Steven Spielberg: Netflix & SVOD Films Should Not Compete for Oscars
Steven Spielberg does not want Netflix/Hulu/Amazon/Etc. to sit at the film table. They can sit over in the "TV movie" corner.
Do you agree, disagree, have exceptions?
Spielberg is a film legend whose words still carry tremendous weight, and it's hardly a surprise that he's taking a traditional line on what makes a movie a movie.
Spielberg just had a great talk with ITV News, calling Netflix and other streaming/video on demand services a direct threat to the cinematic experience. (He'll be happy to hear that Cannes just banned Netflix films from competition. More on that below.)
Spielberg compared the "challenge" of streaming content like Netflix to the same challenge television first posed on cinema in the 1950s. The difference today, Spielberg said, is studios would rather just create "branded, tentpole guaranteed box office hits" from their own inventory of hits "than take chances on smaller films." And those smaller films that studios used to routinely make are going to Amazon, Hulu, Netflix, and company.
"And by the way, the television is greater today than it's ever been in the history of television. ... television is really thriving with quality and art. But it poses a clear and present danger to film-goers."
Fewer filmmakers are going to struggle to raise money or compete in Sundance, etc., Spielberg added, and more will just let the SVOD businesses finance their films -- maybe with the promise of a one-week theatrical window for token qualification as a movie.
The Oscar-winning director -- whose film "The Post" was nominated for Best Picture at the 2017 Academy Awards -- was asked if he thinks those films should be considered for Oscars.
"Once you commit to a television format, you're a TV movie.
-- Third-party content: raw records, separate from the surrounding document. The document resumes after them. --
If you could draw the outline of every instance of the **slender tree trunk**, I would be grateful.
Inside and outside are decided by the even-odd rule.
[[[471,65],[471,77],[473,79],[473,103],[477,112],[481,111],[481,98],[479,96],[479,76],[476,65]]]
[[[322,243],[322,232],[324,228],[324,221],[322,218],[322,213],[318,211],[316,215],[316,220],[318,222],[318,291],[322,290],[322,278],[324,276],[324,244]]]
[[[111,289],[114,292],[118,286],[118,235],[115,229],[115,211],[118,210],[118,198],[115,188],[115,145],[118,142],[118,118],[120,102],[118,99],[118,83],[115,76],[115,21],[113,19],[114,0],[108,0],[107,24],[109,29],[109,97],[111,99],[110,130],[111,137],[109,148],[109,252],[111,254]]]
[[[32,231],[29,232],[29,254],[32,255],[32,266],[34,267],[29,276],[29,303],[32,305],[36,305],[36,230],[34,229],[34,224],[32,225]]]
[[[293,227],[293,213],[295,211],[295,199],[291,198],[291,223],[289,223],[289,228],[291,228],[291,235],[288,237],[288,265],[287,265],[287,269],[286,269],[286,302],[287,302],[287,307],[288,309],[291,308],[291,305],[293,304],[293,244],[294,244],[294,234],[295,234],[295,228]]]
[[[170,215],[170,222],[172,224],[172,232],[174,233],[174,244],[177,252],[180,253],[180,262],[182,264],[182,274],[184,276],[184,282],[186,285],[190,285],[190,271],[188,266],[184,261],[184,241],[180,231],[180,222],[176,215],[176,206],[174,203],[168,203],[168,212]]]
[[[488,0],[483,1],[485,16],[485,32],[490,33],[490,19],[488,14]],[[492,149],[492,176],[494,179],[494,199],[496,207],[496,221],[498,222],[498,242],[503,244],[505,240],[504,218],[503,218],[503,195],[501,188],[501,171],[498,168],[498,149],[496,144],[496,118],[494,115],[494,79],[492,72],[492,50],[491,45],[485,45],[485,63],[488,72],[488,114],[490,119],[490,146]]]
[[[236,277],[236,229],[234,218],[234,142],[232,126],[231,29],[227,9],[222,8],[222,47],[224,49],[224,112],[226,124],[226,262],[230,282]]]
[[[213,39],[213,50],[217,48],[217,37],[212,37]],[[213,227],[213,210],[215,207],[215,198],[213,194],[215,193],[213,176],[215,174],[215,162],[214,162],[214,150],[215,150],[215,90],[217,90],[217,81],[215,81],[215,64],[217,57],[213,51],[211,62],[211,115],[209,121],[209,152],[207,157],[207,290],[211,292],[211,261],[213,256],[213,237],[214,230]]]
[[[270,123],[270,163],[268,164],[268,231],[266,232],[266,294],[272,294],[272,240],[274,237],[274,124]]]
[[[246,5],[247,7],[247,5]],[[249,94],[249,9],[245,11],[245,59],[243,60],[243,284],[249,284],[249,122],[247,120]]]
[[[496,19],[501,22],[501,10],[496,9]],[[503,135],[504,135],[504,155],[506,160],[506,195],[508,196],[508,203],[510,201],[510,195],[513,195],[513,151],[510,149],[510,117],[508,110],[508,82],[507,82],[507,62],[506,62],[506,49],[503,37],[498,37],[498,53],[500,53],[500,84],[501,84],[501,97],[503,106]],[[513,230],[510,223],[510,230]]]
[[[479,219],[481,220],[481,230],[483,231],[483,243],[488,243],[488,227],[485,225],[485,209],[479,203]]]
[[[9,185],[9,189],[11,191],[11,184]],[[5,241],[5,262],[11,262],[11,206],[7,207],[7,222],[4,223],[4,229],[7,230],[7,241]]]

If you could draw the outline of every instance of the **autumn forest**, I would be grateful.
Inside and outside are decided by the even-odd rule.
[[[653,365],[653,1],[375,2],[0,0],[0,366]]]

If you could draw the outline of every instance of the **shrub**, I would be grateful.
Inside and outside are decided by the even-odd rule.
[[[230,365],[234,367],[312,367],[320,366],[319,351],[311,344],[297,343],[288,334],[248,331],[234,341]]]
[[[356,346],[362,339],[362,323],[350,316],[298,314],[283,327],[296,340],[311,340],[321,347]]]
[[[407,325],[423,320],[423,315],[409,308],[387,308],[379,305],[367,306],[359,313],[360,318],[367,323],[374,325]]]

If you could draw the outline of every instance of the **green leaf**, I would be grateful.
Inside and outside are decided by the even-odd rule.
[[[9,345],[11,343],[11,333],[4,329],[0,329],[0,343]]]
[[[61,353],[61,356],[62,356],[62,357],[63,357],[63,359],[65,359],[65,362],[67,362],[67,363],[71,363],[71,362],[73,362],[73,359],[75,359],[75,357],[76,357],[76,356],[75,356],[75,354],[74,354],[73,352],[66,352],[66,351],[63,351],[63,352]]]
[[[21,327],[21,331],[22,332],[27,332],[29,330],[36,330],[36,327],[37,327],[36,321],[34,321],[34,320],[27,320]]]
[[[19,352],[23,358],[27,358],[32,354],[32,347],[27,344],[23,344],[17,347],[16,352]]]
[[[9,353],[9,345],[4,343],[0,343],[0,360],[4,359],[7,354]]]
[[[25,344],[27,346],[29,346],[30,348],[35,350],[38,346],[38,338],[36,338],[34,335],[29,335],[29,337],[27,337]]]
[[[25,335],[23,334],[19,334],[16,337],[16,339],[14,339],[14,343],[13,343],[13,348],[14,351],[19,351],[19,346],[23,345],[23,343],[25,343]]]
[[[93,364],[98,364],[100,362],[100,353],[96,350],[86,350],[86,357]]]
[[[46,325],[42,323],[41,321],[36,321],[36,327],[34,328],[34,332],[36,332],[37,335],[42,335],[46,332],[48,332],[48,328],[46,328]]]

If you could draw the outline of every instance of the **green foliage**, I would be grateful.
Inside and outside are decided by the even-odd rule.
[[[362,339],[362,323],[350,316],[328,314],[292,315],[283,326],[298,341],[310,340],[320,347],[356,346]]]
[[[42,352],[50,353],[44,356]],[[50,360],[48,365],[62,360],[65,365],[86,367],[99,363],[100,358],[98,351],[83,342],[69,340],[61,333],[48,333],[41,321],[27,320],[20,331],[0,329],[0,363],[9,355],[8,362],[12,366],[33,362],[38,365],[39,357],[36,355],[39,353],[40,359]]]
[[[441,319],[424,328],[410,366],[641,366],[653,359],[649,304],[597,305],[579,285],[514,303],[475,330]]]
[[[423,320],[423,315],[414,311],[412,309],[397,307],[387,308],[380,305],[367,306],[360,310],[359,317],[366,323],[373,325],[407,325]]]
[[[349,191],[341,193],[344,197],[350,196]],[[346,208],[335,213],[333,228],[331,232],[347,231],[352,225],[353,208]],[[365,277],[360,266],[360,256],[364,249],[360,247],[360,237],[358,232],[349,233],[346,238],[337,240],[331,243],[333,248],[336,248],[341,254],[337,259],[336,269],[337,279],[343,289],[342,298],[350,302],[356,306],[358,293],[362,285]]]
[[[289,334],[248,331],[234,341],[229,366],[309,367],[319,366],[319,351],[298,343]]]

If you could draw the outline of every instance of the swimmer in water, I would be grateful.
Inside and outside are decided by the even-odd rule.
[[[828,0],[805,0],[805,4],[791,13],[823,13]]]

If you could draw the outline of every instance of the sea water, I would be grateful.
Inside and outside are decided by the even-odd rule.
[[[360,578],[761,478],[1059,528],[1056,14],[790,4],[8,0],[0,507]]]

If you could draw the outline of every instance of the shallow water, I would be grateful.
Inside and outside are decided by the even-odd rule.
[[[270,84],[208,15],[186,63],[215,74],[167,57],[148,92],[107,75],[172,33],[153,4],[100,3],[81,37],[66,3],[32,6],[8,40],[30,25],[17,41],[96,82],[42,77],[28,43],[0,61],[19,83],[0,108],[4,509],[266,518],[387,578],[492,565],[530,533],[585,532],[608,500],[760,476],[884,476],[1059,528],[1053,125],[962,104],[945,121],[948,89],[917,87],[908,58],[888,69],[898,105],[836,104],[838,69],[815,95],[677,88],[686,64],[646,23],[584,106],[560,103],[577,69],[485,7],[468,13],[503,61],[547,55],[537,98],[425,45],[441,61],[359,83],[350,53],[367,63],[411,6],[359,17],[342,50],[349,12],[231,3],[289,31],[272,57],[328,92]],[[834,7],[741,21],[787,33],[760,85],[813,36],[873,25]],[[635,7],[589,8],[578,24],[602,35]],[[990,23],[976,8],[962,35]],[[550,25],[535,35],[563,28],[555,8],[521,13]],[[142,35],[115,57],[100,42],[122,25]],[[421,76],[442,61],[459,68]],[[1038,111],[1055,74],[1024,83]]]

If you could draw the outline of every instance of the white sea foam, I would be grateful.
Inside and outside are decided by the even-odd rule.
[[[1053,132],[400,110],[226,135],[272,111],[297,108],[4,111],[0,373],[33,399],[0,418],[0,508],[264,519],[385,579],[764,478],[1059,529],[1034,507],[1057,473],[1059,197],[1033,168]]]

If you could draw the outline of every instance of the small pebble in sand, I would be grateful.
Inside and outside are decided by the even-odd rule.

You certainly, if it's a good show, deserve an Emmy, but not an Oscar. I don't believe films that are just given token qualifications in a couple of theaters for less than a week should qualify for the Academy Award nomination."
On a related note that Spielberg will enjoy, it was just announced that the Cannes Film Festival has banned Netflix from submitting films for competition. Netflix can still show films out of competition, but past competitors like "Okja" and "The Meyerowitz Stories" would be shut out.
Cannes head Theirry Fremaux explained the decision (via Vulture):
"Last year, when we selected these two films, I thought I could convince Netflix to release them in cinemas. I was presumptuous, they refused."
So Cannes changed its rules to require all competing films to have a theatrical release in France.
"The history of cinema and the history of the internet are two different things."